It has been over two years since the first wave of Syrian immigrant families began settling in Canada, and Dr. Joyce O’Mahony wants to better understand how the mothers in these communities access and interact with healthcare.
The goal of the research program — recently boosted by a Michael Smith Foundation for Health Research Convening and Collaborating Grant — is to build partnerships and create opportunities for collaboration between researchers, healthcare professionals, immigrant support agencies, and policy makers in order to enhance health care services for Syrian women. O’Mahony, in the Faculty of Nursing, is joined on the project by Dr. Nancy Clark and PhD student Shahin Kassam from the University of Victoria, Khim Tan of Options Community Services, and TRU Master of Nursing student Jessie Bauer.
Throughout O’Mahony’s nursing career, her experience include a variety of settings in northern nursing, acute care and community health nursing. Prior to her arrival at TRU, she worked as a public health nurse, visiting new immigrant mothers and their families postpartum, and it was this experience that would shape her future research. Her research program focuses on immigrant women’s postpartum depression experiences, access to mental health care services, and intervention strategies for postpartum care. Her research has been motivated by the need to further the understanding about immigrant and refugee women’s mental health, their social support needs, and their treatment preferences in order to provide culturally sensitive and equitable health care services.

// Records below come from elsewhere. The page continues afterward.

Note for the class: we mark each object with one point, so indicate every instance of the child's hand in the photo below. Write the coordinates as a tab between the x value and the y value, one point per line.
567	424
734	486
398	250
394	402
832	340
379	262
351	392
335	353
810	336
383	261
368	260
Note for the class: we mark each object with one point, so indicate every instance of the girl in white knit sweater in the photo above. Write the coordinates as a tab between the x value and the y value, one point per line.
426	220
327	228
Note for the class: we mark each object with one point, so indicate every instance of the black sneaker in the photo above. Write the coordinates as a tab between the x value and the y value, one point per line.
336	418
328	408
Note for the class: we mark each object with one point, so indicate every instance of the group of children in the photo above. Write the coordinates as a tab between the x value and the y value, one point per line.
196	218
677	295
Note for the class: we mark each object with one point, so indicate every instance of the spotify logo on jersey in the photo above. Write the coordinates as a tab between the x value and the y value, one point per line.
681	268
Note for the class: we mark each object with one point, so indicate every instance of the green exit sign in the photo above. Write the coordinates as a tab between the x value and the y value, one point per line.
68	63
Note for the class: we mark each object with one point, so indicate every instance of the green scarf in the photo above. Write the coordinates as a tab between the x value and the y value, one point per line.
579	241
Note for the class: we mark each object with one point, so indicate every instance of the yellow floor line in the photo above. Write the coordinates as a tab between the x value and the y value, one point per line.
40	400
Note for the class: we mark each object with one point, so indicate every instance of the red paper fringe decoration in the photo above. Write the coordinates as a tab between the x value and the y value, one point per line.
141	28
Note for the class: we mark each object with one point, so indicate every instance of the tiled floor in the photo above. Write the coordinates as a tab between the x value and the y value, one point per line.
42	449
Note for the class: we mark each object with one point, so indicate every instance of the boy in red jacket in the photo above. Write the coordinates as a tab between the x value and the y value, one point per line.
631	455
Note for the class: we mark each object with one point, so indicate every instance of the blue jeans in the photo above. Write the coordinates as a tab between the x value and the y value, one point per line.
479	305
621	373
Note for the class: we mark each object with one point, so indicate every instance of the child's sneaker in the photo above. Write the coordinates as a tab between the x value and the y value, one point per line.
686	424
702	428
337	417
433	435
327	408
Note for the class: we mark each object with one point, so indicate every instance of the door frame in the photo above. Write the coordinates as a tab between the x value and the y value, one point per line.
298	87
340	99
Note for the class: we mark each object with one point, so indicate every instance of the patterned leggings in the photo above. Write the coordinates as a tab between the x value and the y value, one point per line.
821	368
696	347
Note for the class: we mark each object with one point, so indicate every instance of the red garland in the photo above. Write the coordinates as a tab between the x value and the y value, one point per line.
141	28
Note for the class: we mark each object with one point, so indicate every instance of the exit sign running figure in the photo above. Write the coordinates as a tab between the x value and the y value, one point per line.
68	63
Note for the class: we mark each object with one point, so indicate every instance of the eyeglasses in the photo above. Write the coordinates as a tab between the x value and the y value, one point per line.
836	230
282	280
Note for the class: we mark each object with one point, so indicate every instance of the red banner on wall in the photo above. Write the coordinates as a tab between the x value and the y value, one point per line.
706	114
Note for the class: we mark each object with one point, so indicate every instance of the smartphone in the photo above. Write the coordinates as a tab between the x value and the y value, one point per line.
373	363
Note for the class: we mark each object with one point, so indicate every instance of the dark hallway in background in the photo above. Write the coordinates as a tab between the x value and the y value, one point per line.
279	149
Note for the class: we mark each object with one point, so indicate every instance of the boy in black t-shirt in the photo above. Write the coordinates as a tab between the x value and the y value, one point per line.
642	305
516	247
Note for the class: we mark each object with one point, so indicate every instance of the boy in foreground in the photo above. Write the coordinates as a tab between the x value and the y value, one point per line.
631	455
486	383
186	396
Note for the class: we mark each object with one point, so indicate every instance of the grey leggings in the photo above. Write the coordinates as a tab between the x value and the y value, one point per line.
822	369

“I was shocked and surprised by the complex situations that refugee and immigrant women found themselves in. It was witnessing their isolation and their general lack of support that really motivated me to do more research that would help them seek that support, and have a better life,” O’Mahony said.
This latest research project marks the beginning of what she hopes will be a multi-year project, and involves bringing stakeholders together — healthcare researchers, professionals, and members of the Syrian community — to promote dialogue, plan the course of research, and increase understanding about what is happening, on the ground, within these communities.
“We know that over 40,000 Syrian families have migrated to Canada, and a large population has settled in the Lower Mainland, in areas like Surrey.
“We know that refugees with young families have added stressors, and women experience this particularly through the gendered responsibilities of childcare, and their inability to access healthcare,” O’Mahony explained.
The first step is gaining an in-depth understanding about what health care professionals, settlement workers, non-government organizations, as well as immigration service service centers already working with Syrian mothers are encountering, and about the specific difficulties these refugee women are facing in accessing mental health care due to cultural differences, social stigma, language barriers, unfamiliarity or awareness of services, and low socioeconomic status.
A symposium, scheduled to take place in May in the Lower Mainland, will create a forum for this exchange of knowledge. Activities will focus on community engagement, and include developing an advisory board consisting of key stakeholders and gatekeepers of the Syrian community. Advisory board members will include Syrian mothers and members of the Syrian community, settlement workers, health care professionals, non-government organizations as well as immigrant service representatives.